The minister gave the warning during a live interview on Channels Television’s Sunrise Daily on Thursday.
According to him, any IOC found guilty of casualising its workers in the name of saving cost has run foul of the law.
“The duties of an employer and an employee are clearly stated in the labour law. So an employee is free to either employ or sack. But you are not allowed to leave someone hanging in the middle of a divide”.
Kachikwu added that government has already stepped into some of such cases, and is currently running a survey to enable it to give the challenge a better solution.
“Some cases have been brought to us which we have looked into. And while we found that some cases were justified, we also found that some of those cases were wrongfully meted out.
“We are currently running a survey of the oil industry to enable us see if the case of casualisation is truly rampant as said by union members. But at the end of the day, the labour laws of this country are very clear and we need to enforce it”, he said.
The Nigerian Labour Congress, NLC, had on May Day, blew hot over increasing casualisation and outsourcing of workers in Nigeria.
According to President of NLC, Comrade Ayuba Wabba, organised labour would no longer tolerate such indiscipline in the country.

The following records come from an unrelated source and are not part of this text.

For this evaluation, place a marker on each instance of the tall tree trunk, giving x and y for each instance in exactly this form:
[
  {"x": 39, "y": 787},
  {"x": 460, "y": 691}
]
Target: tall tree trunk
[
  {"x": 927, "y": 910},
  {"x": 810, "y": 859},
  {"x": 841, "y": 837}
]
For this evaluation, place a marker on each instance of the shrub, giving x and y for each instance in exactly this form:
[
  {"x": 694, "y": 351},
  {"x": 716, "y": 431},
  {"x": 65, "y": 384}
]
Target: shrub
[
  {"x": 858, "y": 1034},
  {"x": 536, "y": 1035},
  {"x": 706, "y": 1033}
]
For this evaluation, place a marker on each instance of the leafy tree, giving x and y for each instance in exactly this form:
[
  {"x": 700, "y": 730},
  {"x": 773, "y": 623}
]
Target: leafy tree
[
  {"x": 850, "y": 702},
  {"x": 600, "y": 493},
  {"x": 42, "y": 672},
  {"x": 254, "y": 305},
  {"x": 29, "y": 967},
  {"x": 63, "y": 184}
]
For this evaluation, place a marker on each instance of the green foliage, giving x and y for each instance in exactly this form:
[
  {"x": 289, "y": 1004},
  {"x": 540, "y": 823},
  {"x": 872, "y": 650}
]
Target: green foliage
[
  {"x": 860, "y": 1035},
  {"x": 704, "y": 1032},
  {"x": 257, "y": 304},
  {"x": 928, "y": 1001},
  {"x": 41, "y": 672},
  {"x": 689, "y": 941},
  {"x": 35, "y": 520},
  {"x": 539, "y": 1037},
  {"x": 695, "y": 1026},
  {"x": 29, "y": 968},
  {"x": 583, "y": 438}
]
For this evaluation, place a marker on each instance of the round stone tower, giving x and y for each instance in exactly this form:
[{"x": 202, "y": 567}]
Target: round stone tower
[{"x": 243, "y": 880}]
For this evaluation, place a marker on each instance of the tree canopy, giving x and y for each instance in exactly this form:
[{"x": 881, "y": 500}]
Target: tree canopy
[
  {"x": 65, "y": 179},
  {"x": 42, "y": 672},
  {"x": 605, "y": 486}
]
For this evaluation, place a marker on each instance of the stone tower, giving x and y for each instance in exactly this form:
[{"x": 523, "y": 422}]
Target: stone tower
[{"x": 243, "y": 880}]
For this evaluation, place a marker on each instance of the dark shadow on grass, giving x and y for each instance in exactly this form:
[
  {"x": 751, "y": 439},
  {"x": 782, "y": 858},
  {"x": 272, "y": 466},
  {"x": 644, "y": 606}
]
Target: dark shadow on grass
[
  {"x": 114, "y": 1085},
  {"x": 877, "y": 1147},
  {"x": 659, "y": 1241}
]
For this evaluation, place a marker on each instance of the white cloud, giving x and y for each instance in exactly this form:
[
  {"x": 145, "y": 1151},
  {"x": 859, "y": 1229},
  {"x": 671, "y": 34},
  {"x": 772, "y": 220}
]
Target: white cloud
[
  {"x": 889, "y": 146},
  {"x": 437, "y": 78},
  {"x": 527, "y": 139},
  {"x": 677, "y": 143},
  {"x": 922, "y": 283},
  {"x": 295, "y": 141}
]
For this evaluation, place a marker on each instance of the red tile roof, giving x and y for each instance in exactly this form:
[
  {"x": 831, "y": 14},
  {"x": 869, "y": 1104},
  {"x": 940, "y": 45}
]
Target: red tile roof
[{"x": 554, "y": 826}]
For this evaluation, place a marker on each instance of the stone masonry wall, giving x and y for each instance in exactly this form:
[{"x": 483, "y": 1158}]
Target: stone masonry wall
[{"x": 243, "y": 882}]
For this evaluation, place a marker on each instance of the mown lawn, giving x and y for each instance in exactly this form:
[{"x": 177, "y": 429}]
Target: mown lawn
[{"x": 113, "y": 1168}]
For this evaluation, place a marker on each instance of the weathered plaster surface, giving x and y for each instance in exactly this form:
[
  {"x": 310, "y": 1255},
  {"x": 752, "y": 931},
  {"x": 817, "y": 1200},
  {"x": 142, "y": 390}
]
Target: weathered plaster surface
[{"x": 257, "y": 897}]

Addressing workers and other guests in Abuja venue of the May Day celebration, Wabba lamented that: “According to a Report published by the Campaign for Democratic Workers Rights, 45 percent of the workforce in Nigeria operates as casual workers. Fifty percent of the burden of casualisation exists in the downstream oil and gas and banking sub-sectors of the economy and some other workplaces. Casual workers in our workforce operate under very precarious conditions with near total denial of the benefits associated with permanent and decent work. Nigerian workers can no longer offer their labour to slave drivers whose only interest is profit maximisation and capital mobility”.
“Closely related to the trend of labour casualisation is the worrisome pattern of anti-unionisation posture by employers of labour in the public and private sectors. We wish to remind all employers that our laws allow all workers to exercise their freedom of association to belong to unions of their choice in line with the provisions of ILO Convention 87 and Section 40 of the 1999 Constitution of the Federal Republic of Nigeria. MTN is a major culprit in this regard. We warn offending employers that they should expect organised labour soon at their doorsteps as we will increase picketing activities against such roguish corporate entities. We will dare you! We shall win you!”, he said.